Master Class: Secondary Color Palette

The Next Storm 6x8 Oil - Available

Scrub Oak 6x8 Oil - Available
Both of the above paintings were made with a limited palette of
Permanent Orange, Dioxazine Purple and Phthalo Green.


As we all know (or should know), a limited palette simplifies color-mixing and makes it easier to achieve color harmony.   When painters want a limited palette, many retreat to the split-primary palette, which consists of a warm and cool version of the primary colors, for a total of six colors.  If a painter wants to simplify life even more, he may choose just  three colors.  Often, these end up being red, yellow and blue.

But there are other possibilities.  What about a palette made up of secondary colors rather than the primaries?

The secondary colors—orange, purple and green—each contain two primaries.  Orange contains yellow and red; purple, red and blue; green, blue and yellow.  It is possible to mix colors akin to the primaries from a secondary color palette.  Orange and purple give you a dull red; purple and green, a dull blue; green and orange, a very dark greenish yellow.  If you start off with rich, modern pigments, you can come up with some very natural-looking mixtures that are perfect for the landscape.

I've done some experimenting with this.  For my palette, I chose the following Gamblin colors:

  • Permanent orange (Monoacetelone, PO 62)
  • Dioxazine purple (Carbazol dioxazine, PV 23)
  • Phthalo green (Chlorinated copper phthalocyanine PG 7)
  • Titanitum-zinc white (Titanium dioxide, PW 6, and zinc oxide, PW 4)

I was really pleased with the mixtures I was able to mix.  I mixed "on the fly," that is, without pre-mixing colors.  One might mix versions of the primaries of these in advance—e.g. make a red from the orange and purple—but the quality of the primary varies depending on the proportions of the secondaries.  However, to show you what this looks like, I've mixed some samples below and have arranged them in color wheel-fashion.  (The secondaries sit at the corners of the triangle plus a swatch of the tint; the "primaries" mixed from secondaries, plus a tint, are along the sides of the triangle.)

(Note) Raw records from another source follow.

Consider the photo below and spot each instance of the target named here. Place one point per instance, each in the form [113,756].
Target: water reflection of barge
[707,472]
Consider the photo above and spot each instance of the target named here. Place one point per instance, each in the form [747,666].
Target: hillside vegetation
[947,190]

With today's range of pigments, this idea allows for much experimentation.  It'd be interesting to see how another purple, say, manganese violet, would work rather than dioxazine purple.  (What's the difference between purple and violet?  That's grist for another blog post.)  And what about a split-secondary palette, in which you have a cool and a warm version of orange, purple and green?